Our study showed fundamental computational principles in multicellular aging systems, bridging developmental biology with aging research. We explicitly demonstrate that developmental pathways, initially used for morphogenesis, may be dormant and can be reactivated for regeneration and tissue maintenance later in life. Moreover, we observed that cells collectively retain and manipulate morphological information, indicating that targeted interventions could potentially rejuvenate or maintain tissue integrity as organisms age.

Overall, we focused on the loss of goal-directedness in morphospace as the cause of the degradation of the system in this article. However, it may be possible that this cause extends towards nother levels in biological systems but also to artificial ones. For example, it may be possible that to counteract psychological decline during aging by giving new life goals to organism, which is in line with resistance to cognitive decline that has been found in elderly having high social engagement and new activities [104,105,106]. This can take place by providing new patterns (as occurs in metamorphosis [107,108]) within a body, or via communication of signals between bodies, as recently observed in cross-embryo morphogenetic error correction effects [109]. In terms of learning theory, we could ask: what’s the objective of a goal-directed system once it reached its goal? Our results may point towards the idea that a goal-directed system that achieved its goal becomes an aging system in a broad sense: a system deviating from its goal slowly. For a morphogenetic system, this might be reflected by a slowly degrading anatomy, a slight shift in morphospace [21] ultimately leading to death: an anatomical configuration incompatible with life. For AI systems, a decline in performance, similarly to what we found with ChatGPT or other LLMs [110], could be interpreted as aging or developmental defects after the target morphology has been reached [39]. Overall, our results suggest that reaching a goal by generative means is completely different from maintaining it. Thus, to engineer robust and autonomous AI and intelligent robotic systems or synthetic morphology we should integrate the learning of these two different tasks.

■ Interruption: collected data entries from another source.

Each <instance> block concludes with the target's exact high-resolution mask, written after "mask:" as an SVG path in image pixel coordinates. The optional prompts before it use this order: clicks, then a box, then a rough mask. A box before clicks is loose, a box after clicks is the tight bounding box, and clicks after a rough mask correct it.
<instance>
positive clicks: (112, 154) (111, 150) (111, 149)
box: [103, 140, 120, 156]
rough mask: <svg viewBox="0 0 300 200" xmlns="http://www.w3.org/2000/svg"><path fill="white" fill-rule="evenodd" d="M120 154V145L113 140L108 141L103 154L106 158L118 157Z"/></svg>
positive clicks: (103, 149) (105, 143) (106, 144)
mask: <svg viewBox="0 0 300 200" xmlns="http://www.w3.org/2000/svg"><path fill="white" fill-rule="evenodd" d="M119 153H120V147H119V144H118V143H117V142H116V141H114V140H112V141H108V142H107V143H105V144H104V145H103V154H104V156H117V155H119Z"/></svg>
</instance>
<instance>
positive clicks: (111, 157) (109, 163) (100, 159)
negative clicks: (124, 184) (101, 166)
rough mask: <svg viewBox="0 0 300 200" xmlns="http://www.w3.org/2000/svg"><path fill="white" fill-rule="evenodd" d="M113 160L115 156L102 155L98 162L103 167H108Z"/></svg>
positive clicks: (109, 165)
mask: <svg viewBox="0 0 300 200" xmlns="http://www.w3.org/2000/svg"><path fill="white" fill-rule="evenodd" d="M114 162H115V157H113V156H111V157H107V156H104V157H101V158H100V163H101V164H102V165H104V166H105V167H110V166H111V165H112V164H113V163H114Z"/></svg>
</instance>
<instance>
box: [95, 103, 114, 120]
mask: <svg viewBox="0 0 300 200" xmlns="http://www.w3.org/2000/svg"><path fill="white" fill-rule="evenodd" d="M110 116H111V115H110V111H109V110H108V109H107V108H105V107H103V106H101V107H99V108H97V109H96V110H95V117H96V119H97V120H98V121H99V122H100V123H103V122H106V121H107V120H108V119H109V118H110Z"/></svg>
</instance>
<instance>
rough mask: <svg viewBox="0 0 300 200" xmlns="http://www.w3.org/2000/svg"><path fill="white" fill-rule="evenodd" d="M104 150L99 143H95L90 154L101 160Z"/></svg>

Exploring these principles further could lead to significant advancements in delaying or reversing age-related decline. Integrating computational models with experimental biology might pave the way to uncover new strategies to enhance regeneration through manipulating cellular behavior, potentially extending the healthy lifespan of tissues.

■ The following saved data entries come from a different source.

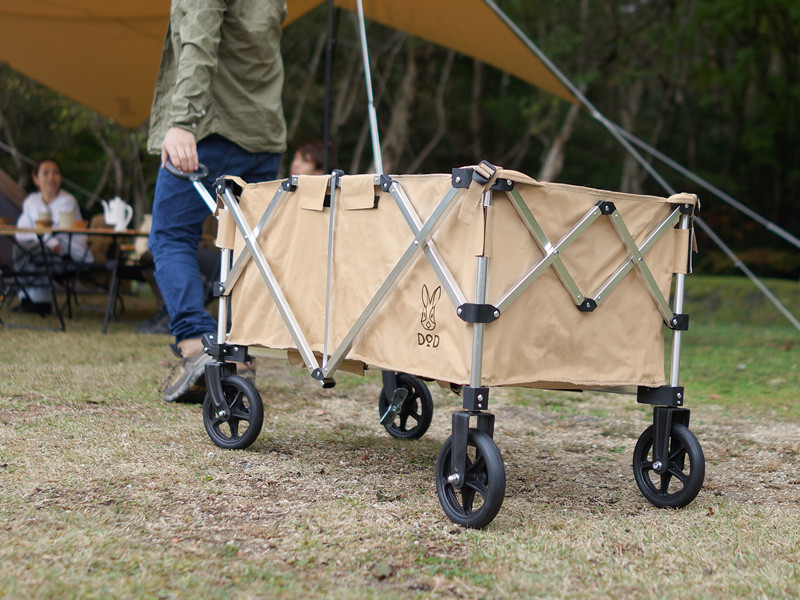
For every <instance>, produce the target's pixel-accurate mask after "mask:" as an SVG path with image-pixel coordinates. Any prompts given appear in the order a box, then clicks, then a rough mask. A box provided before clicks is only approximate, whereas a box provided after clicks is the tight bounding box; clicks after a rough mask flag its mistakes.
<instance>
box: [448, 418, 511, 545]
mask: <svg viewBox="0 0 800 600" xmlns="http://www.w3.org/2000/svg"><path fill="white" fill-rule="evenodd" d="M452 445H453V436H450V437H449V438H447V439H446V440H445V442H444V445H443V446H442V449H441V451H440V452H439V458H438V459H437V460H436V494H437V495H438V496H439V503H440V504H441V505H442V508H443V509H444V512H445V514H446V515H447V517H448V518H449V519H450V520H451V521H453V523H456V524H458V525H462V526H464V527H468V528H471V529H480V528H482V527H486V526H487V525H488V524H489V523H491V522H492V520H493V519H494V518H495V517H496V516H497V513H498V512H499V511H500V507H501V506H502V505H503V499H504V498H505V494H506V469H505V466H504V465H503V457H502V456H501V455H500V450H498V448H497V445H496V444H495V443H494V440H493V439H492V438H491V437H489V436H488V435H487V434H485V433H483V432H481V431H478V430H477V429H470V430H469V434H468V437H467V469H466V473H465V482H464V486H463V487H462V488H461V489H456V488H455V487H454V486H453V484H452V483H450V482H448V480H447V479H448V477H450V475H451V474H452V470H451V466H450V455H451V452H452ZM476 501H477V502H479V503H480V505H479V506H478V505H476V504H477V502H476Z"/></svg>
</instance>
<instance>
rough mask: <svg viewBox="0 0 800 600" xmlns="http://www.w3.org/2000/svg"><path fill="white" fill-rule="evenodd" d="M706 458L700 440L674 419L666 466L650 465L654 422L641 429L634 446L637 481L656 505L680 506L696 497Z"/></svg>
mask: <svg viewBox="0 0 800 600" xmlns="http://www.w3.org/2000/svg"><path fill="white" fill-rule="evenodd" d="M705 473H706V459H705V457H704V456H703V449H702V448H701V447H700V442H698V441H697V438H696V437H695V436H694V434H693V433H692V432H691V431H689V429H688V428H687V427H685V426H684V425H681V424H679V423H673V424H672V429H671V430H670V437H669V451H668V453H667V464H666V470H665V471H663V472H662V473H661V474H659V473H656V471H655V470H654V468H653V426H652V425H651V426H650V427H648V428H647V429H645V430H644V432H643V433H642V435H641V436H640V437H639V441H638V442H636V448H634V450H633V476H634V478H635V479H636V485H638V486H639V489H640V490H641V492H642V494H643V495H644V497H645V498H647V499H648V500H649V501H650V502H652V503H653V504H654V505H655V506H658V507H659V508H667V507H670V508H681V507H683V506H686V505H687V504H689V503H690V502H691V501H692V500H694V499H695V496H697V493H698V492H699V491H700V488H701V487H702V485H703V479H704V478H705Z"/></svg>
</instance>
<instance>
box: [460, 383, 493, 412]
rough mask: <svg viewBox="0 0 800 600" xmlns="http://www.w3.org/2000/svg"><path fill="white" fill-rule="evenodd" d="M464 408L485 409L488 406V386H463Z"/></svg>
mask: <svg viewBox="0 0 800 600" xmlns="http://www.w3.org/2000/svg"><path fill="white" fill-rule="evenodd" d="M463 400H464V404H463V406H464V408H465V409H466V410H486V409H487V408H489V388H474V387H469V386H467V387H465V388H464V390H463Z"/></svg>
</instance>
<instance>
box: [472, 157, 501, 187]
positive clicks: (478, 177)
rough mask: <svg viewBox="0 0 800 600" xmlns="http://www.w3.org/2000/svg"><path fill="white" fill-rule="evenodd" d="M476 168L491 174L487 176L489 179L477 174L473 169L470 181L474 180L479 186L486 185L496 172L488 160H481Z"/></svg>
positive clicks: (495, 170)
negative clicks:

Future research will focus on applying these computational insights to real-world biological systems, aiming to develop therapies that modulate aging processes and improve recovery from injuries, thus optimizing the health span of multicellular organisms. These findings not only deepen our understanding of the aging process but also highlight the potential of using computational approaches to predict and control the dynamics of cellular systems in aging. The insights gained from this study open new avenues for research in aging and regenerative medicine, paving the way for novel interventions that could one day transform our approach to aging and chronic disease treatment.